Ensuite, même si j’avais espéré la volonté des gens de rentrer dans ce mécanisme de transformation de la société, je n’en avais aucune preuve. Aujourd’hui, je le vois.
Enfin, j’ai été aussi très surpris par le basculement des entreprises. Les entreprises ont d’abord été construites autour de réalités économiques. Ensuite, elles ont mis en place des démarches RSE afin d’assurer une empreinte positive sur la société, mais de manière compensatoire. Aujourd’hui, les entreprises ont basculé vers une démarche bien plus essentielle : elles doivent justifier de leur existence, je dis bien existence, par la preuve de leur contribution sociétale. Si une entreprise n’est pas capable d’expliquer formellement ce à quoi elle sert dans la société, il y a un problème.
On le voit avec certaines entreprises qui ont vu le nombre de leur CV entrants chuter de 40%. Elles n’arrivent plus à attirer les talents, deviennent intransformables et font face à des acteurs économiquement plus performants qu’elle.
Avec l’aventure Make, j’ai réalisé que tous les acteurs partagent la même problématique : comment construire notre rôle dans la société ?
« Pourquoi avoir choisi Investir&+ pour t’accompagner? »
Le mélange de mon actionnariat reflète le mix de mon entreprise, que je définirai comme entreprise économique de la tech, à vocation sociétale. Autour de la table, il y a deux fonds d’impact dont Investir&+ et un fonds tech.
J’avais besoin d’un fonds tech pour faire valider la réalité de la technologie sur laquelle Make s’appuie. J’avais besoin de fonds d’impact pour valider la justesse de ma vision et l’authenticité de ma démarche.
Investir&+ n’est pas seulement un fonds d’impact mais un fonds d’impact entrepreneurial. Avec l’équipe d’Investir&+, j’ai l’impression d’être en face d’entrepreneurs plus que d’investisseurs. Ils ont compris ma démarche très naturellement.
J’ai été vraiment marqué par la manière dont Investir&+ a vraiment compris notre identité et nos atouts et nous a proposé, en tant qu’accompagnateur Aymeric Marmorat. Il s’avère qu’Aymeric est vraiment la personne qu’il nous fallait pour nous accompagner. Ils ont vraiment cerné quels étaient nos besoins et comment compléter ce qu’on était déjà. C’est quelque chose d’assez rare et très précieux.

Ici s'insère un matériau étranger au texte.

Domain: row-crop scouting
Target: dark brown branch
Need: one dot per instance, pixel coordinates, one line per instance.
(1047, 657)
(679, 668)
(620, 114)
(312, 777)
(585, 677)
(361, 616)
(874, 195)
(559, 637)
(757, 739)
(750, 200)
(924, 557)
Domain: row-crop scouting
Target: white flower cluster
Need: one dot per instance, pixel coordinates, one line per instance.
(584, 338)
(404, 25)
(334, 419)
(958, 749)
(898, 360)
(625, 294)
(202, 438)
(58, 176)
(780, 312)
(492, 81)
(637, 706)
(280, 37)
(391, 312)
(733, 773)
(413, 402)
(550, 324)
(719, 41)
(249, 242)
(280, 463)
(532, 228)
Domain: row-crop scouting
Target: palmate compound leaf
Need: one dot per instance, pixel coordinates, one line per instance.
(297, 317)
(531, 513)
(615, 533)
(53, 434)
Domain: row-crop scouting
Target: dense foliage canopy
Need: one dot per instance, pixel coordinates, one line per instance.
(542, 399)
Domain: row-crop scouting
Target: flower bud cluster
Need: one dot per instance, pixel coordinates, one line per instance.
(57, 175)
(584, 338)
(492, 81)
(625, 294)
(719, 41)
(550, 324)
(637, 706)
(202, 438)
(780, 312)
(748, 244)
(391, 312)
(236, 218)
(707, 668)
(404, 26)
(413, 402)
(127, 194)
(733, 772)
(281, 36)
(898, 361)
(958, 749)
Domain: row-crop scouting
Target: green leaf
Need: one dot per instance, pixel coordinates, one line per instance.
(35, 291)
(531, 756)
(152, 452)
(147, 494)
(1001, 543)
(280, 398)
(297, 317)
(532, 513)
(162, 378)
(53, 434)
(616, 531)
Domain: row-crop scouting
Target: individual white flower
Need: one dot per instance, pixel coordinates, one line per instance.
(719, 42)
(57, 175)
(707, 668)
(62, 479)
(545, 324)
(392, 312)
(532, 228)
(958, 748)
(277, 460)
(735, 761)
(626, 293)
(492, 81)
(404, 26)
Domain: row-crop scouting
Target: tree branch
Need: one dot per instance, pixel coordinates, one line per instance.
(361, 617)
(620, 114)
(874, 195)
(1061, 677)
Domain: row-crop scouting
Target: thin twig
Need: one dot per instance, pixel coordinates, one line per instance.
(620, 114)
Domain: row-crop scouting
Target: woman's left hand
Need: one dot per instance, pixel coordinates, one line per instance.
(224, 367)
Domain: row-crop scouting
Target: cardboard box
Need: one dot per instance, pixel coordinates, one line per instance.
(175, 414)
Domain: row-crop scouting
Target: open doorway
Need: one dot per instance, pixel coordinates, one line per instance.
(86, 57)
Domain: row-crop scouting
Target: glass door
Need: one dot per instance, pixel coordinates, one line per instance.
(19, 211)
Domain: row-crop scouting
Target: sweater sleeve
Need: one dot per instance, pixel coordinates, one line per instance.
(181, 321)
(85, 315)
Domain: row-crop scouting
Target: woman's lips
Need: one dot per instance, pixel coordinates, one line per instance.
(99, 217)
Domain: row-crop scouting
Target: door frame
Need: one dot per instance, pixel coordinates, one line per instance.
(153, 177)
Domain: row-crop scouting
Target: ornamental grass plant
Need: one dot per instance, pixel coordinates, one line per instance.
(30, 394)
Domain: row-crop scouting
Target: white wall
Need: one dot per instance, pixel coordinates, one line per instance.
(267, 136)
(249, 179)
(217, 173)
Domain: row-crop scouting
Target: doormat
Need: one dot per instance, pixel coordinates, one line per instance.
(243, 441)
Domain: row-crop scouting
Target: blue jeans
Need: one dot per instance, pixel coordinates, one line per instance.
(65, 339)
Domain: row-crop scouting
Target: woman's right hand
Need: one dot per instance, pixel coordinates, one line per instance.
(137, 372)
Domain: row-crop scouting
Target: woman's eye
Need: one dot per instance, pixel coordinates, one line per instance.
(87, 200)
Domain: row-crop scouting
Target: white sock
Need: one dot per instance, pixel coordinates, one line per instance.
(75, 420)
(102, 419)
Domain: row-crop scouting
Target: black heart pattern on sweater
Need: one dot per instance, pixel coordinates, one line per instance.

« Pour conclure, une phrase inspirante? »
J’en ai beaucoup !
Mais si je devais donner une phrase qui m’a pas mal inspiré… C’est Jacques Brel interviewé par Jacques Chancel, qui lui demande « Jacques, dites nous, qu’est ce qu’il faut faire pour changer le monde ?». Jacques Brel réfléchit alors un grand temps, et après un moment de silence, il dit : « Il faut essayer ».